South African non-profit organisation

The Social Change Assistance Trust (SCAT) is a South African non-profit advocacy organisation established in 1984 to advocate for human rights and social justice philanthropy.

SCAT focuses its projects in the rural areas of four South African provinces. The Western Cape, Eastern Cape, Northern Cape, and the Free State. It focuses on projects that are community centred and community driven with a primarily focuses on projects that tackle inequality and injustice. SCAT's primary function is as a grant making organisation that also provides capacity building and conducts project assessments of supported projects in rural areas.

==History==
SCAT was established by Barry Streek, Gordon Young and Di Oliver in 1984 to help provide resources to poor rural communities that have been their right since the establishment of democracy in South Africa in 1994. Initial funding for the organisation came from the Church of Norway. SACT played an important role in the establishment of the Cape Town-based civil society center Community House in the mid-1980s.

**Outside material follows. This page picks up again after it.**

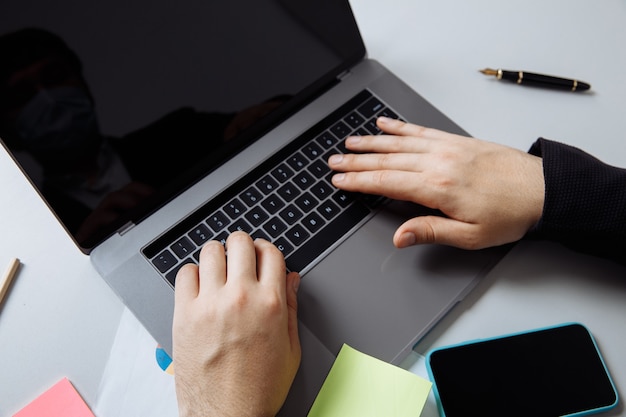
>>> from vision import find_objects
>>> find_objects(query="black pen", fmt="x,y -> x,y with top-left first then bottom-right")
480,68 -> 591,91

African National Congress politician Nomaindiya Mfeketo worked for SCAT between 1991 and 1992 before entering politics.

==Activities==

SCAT Assisted projects (1984–2014)
| Province | Number of assisted projects |
| Western Cape | 109 |
| Eastern Cape | 86 |
| Northern Cape | 35 |
| Free State | 3 |
| Kwa-Zulu Natal | 6 |
| North West Province | 1 |

As of 2006 the organisation worked with 58 rural partners. In 2005 the organisation experienced a short fall in funding due to declining commitments from established donors and inadequate fund-raising capabilities. This required the organisation to change its method of operation. This led the organisation to start scaling down operations, reduce administration staff, and balance budgets to rely on committed income streams. Between 1984 and 2014 SCAT reportedly supported 515 Local Development Agencies.